Optimal photon detection geometry in the microscope, including a large solid angle, a high take-off angle, good collimation and a suitable sample holder, is crucial for efficient EDS and will be explained. Multi-detector arrangements allow the realization of large solid angles at useful take-off angles in STEM [3, 4] and SEM [5]. Absorption and shadowing effects can be minimized at high take-off angle. Good collimation is necessary to ensure a high signal to background ratio and avoid system signals. This geometric optimization in combination with high beam current and aberration correction allows the identification of single atoms in graphene at 0.1sr [6] and on amorphous carbon meteorite material at 0.7sr in a few seconds [7]. Thus, not surprisingly, high solid angle in STEM offers quantitative analysis down to 0.02at% (for e.g. Rb in an Orthoclase mineral standard) in reasonable measurement time [8].

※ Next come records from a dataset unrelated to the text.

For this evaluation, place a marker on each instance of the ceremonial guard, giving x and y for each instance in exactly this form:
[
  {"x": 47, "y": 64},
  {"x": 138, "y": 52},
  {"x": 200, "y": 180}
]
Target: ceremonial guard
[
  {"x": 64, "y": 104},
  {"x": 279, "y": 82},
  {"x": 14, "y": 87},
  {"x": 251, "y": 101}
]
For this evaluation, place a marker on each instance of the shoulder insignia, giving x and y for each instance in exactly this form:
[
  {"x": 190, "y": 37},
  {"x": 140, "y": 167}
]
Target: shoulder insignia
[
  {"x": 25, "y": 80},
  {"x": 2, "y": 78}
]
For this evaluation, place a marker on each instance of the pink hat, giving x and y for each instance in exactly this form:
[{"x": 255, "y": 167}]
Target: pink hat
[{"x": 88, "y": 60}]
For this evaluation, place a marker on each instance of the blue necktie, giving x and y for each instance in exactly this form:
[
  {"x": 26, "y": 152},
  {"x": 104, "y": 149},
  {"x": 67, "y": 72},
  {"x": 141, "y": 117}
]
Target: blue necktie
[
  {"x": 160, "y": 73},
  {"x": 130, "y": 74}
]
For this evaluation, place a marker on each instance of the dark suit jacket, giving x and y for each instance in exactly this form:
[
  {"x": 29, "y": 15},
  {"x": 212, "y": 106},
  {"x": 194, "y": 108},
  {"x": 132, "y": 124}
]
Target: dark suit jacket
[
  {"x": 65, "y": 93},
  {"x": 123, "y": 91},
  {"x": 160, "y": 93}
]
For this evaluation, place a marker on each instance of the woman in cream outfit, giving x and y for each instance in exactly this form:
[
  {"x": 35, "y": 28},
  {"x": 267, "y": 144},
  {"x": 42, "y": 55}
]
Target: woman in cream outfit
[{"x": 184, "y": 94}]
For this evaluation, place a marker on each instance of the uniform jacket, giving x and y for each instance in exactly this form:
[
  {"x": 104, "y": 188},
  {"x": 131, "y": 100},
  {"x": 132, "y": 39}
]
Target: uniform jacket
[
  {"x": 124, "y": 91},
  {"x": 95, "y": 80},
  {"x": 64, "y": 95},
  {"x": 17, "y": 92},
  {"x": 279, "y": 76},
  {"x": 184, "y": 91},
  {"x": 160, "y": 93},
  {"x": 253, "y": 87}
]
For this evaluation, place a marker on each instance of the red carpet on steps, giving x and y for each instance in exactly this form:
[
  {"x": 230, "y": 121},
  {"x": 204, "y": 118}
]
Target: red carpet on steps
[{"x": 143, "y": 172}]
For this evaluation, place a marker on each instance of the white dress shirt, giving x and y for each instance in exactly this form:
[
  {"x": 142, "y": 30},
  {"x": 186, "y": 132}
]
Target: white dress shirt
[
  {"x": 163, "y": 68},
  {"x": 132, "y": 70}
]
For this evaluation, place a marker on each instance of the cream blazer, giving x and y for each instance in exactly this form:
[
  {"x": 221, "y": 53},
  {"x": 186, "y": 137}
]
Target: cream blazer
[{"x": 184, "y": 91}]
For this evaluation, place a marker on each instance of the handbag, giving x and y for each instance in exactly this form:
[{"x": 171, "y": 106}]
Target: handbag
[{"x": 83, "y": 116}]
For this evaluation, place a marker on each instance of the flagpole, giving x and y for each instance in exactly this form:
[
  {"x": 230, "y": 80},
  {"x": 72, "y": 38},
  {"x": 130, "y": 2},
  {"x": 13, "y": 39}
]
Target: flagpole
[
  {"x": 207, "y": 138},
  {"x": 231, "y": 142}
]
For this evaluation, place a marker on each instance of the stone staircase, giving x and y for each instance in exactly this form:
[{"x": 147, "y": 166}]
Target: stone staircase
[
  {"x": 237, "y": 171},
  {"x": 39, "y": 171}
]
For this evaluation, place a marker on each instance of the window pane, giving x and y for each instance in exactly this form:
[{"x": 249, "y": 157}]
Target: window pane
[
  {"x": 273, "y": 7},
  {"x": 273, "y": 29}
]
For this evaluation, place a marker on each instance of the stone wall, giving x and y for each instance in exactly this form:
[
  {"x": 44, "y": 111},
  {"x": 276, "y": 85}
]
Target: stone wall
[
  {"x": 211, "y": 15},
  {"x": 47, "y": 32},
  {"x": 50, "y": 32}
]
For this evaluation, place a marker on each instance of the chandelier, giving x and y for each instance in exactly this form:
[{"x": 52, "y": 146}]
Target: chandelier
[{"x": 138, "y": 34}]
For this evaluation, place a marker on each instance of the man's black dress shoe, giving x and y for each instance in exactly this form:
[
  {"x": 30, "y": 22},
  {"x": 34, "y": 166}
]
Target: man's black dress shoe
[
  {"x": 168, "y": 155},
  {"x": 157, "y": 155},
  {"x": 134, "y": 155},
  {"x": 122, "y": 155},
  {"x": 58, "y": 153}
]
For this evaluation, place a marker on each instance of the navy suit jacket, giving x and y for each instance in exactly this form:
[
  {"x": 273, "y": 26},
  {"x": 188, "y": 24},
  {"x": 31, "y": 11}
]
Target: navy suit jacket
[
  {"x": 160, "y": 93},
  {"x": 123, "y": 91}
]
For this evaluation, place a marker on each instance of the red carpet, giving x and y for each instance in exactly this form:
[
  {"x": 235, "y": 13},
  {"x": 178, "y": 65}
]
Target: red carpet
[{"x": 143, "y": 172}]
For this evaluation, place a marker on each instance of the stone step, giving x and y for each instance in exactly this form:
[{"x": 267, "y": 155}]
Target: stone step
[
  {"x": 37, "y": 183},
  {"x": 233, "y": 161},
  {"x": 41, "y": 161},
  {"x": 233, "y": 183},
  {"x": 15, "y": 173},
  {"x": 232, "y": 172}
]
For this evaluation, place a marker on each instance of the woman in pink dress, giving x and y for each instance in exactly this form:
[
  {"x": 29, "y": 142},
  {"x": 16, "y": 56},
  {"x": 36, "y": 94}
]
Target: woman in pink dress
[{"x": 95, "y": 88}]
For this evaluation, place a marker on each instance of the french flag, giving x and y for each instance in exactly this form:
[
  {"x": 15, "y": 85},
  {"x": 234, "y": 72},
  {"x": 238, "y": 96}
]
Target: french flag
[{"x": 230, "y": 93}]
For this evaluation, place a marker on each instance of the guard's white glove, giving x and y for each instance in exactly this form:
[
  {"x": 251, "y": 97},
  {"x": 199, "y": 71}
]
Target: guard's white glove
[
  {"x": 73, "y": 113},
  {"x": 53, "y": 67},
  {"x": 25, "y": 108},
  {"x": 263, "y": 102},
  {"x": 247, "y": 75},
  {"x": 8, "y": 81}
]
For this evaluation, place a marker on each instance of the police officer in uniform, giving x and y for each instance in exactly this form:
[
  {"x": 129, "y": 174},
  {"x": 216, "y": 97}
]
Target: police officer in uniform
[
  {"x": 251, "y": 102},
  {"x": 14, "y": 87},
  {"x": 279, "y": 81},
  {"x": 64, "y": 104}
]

An annular detector design in SEM achieves a solid angle of more than 1sr at superb take-off angles of 50° to 70°. This enables element analysis of electron transparent samples in SEM on the nm scale and fast EDS of thin and bulk samples with high topography or/and high radiation sensitivity and large areas of interest [9]. For quantitative EDS of electron transparent samples the relative Cliff-Lorimer-method and the absolute Zeta-factor-method can be used [10] and combined with EELS [11]. To correctly interpret EDS element maps on the atomic scale though, simulations of relevant scattering and radiation effects are necessary [12], similarly to interpreting EELS data.
EDS of electron transparent samples in SEM (T-SEM) can be combined with other emerging complementary SEM-based techniques: micro-XRF allows trace analysis for higher Z elements at low spatial resolution and different penetration depth and Transmission Kikuchi Diffraction offers crystallographic analysis on the nm-scale [13].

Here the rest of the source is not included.